Table of Contents

Examples

Flexible Syntax

Tuplex allows a more flexible syntax than Spark. The following statements are all possible in order to access elements within a UDF:

Tuple Syntax:

from tuplex import *
c = Context()
# access elements via tuple syntax
# will print [11, 22, 33]
c.parallelize([(1, 10), (2, 20), (3, 30)]) \
 .map(lambda x: x[0] + x[1]) \
 .collect()

Multiparameter Syntax:

from tuplex import *
c = Context()
# access elements via auto unpacking
# will print [11, 22, 33]
c.parallelize([(1, 10), (2, 20), (3, 30)]) \
 .map(lambda x, y: x + y) \
 .collect()

Dictionary Syntax:

from tuplex import *
c = Context()
# access elements via dictionary access
# will print [11, 22, 33]
c.parallelize([(1, 10), (2, 20), (3, 30)], columns=['colX', 'colY']) \
 .map(lambda row: row['colX'] + row['colY']) \
 .collect()

In order to return multiple columns, simply return a tuple.

Exception Handling

One of the key features of the tuplex framework is its ability to efficiently and robustly deal with exceptions.

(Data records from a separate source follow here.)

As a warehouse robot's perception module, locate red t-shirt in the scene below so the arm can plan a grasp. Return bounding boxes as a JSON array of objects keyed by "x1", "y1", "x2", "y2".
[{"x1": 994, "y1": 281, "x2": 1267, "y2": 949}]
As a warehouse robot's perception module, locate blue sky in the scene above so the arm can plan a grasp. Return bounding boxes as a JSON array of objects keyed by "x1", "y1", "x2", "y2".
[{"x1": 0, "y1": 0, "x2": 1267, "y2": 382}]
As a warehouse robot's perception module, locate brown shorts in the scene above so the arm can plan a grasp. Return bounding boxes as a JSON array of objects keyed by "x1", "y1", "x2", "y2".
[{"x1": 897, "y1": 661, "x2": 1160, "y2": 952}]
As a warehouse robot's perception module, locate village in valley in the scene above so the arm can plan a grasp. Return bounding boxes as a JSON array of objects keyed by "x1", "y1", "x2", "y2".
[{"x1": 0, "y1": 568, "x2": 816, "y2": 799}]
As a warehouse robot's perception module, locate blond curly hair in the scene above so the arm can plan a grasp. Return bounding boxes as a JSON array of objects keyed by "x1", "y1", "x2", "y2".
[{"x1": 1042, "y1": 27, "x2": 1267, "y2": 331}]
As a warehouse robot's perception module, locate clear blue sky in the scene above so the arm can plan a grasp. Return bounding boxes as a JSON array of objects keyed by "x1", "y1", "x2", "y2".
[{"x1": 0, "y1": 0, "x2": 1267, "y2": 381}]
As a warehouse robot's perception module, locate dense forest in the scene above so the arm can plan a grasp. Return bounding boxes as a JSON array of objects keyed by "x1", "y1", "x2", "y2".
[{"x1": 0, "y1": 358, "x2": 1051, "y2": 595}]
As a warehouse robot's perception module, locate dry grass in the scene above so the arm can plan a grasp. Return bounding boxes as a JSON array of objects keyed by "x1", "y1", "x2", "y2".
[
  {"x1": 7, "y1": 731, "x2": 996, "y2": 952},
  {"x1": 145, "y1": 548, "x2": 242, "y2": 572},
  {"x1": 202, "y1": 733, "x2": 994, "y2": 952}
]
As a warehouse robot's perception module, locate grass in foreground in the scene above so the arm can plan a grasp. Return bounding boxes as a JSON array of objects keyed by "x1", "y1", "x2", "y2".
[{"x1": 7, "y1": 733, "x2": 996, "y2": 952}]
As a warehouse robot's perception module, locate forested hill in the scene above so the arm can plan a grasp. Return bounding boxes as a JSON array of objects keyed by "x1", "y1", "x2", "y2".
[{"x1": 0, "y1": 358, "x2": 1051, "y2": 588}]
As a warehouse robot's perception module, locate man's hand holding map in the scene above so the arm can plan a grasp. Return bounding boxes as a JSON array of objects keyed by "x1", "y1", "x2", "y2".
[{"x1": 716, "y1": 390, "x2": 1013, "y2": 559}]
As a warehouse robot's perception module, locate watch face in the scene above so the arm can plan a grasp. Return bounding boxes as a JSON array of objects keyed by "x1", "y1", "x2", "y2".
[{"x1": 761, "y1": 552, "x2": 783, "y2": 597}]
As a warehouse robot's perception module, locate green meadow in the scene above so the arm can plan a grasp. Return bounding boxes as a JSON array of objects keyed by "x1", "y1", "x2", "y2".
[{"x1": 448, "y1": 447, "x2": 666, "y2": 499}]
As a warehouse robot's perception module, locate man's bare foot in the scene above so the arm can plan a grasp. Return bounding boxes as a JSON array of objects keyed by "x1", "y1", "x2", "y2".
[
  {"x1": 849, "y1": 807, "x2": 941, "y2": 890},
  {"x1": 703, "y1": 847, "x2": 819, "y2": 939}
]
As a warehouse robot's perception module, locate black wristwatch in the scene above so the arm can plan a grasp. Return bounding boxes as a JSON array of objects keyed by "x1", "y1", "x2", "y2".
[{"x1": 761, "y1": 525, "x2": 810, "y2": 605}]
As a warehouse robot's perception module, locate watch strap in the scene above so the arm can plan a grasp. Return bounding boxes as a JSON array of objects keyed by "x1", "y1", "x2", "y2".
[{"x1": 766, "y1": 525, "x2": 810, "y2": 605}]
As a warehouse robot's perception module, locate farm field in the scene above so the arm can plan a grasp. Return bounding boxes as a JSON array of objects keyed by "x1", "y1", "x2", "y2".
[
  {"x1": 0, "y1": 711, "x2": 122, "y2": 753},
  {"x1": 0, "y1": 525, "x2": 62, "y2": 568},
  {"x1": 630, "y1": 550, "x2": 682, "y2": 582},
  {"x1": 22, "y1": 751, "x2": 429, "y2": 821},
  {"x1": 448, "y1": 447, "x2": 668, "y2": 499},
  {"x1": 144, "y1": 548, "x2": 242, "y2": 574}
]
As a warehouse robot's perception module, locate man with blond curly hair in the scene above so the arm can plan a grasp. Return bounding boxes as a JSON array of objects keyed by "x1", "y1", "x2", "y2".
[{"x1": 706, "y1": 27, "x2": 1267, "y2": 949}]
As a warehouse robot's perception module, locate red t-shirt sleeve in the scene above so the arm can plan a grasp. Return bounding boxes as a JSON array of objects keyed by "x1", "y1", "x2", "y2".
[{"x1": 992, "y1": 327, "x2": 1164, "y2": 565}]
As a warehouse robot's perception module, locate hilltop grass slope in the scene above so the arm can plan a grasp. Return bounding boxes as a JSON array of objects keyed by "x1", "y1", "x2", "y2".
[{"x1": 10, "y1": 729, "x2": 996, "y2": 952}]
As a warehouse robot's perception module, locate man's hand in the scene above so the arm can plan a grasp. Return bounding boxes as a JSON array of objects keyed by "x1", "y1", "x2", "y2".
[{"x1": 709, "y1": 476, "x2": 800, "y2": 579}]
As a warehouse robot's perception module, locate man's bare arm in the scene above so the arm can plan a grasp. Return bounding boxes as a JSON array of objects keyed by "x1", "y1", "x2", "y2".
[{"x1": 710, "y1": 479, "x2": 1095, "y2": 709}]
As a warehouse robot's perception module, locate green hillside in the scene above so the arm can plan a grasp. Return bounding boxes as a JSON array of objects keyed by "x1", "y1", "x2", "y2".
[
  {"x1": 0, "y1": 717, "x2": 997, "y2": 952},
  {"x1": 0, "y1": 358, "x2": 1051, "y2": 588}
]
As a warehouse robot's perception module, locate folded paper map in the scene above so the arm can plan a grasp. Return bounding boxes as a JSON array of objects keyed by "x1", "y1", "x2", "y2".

This is best demonstrated using a simple example. Imagine, you have a simple pipeline like this:

from tuplex import *
c = Context()

c.parallelize([(1, 0), (2, 1), (3, 0), (4, -1)]) \
 .map(lambda x, y: x / y) \
 .collect()

In a framework like Spark, this code would fail because of the two division-by-zero exceptions raised by the first and third tuple respectively. However, in Tuplex the returned result would be [2, -4] with a warning that 2 exceptions occurred while processing the pipeline. The WebUI further provides insights to where and what kind of data caused these exceptions.

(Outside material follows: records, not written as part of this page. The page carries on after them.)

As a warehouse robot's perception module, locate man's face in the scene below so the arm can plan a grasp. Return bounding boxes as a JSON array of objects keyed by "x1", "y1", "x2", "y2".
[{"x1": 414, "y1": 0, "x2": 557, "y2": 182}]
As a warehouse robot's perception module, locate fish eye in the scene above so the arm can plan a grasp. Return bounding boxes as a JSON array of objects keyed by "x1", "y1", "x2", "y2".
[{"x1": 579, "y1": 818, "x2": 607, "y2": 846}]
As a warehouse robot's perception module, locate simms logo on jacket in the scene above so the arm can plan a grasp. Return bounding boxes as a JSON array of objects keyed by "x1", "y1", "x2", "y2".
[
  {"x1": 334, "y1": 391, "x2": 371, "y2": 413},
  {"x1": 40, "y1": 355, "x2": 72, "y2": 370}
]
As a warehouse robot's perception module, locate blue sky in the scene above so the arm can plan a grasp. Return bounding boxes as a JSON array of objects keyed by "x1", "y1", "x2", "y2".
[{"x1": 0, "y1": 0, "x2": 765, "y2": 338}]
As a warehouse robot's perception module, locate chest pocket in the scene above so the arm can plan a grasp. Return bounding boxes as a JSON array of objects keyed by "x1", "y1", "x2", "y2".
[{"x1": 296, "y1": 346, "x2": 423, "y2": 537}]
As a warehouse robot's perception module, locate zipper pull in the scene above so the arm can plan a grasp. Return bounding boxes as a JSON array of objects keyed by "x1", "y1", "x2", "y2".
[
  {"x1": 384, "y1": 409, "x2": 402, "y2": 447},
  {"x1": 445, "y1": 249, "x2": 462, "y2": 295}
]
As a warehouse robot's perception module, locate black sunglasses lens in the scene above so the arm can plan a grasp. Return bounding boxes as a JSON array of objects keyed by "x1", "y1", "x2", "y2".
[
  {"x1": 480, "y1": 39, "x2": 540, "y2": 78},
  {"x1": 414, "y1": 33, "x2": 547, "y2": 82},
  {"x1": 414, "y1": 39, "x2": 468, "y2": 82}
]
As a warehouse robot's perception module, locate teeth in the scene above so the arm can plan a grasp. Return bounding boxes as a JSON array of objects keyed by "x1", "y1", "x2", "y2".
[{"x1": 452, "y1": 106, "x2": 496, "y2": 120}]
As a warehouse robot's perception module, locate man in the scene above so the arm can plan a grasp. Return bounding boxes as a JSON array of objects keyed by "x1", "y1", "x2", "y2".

A user may now want to resolve these exceptions by adding resolvers to the pipeline. This is as easy as calling the resolve(...) once or multiple times after the operator that caused the exception.

from tuplex import *
c = Context()

c.parallelize([(1, 0), (2, 1), (3, 0), (4, -1)]) \
 .map(lambda x, y: x / y) \
 .resolve(ZeroDivisionError, lambda a, b: 0) \
 .collect()

Thus, the result is here [0, 2, 0, -4].

When dealing with filter operators the operation is quite similar. The function passed to the resolver needs to yield a boolean.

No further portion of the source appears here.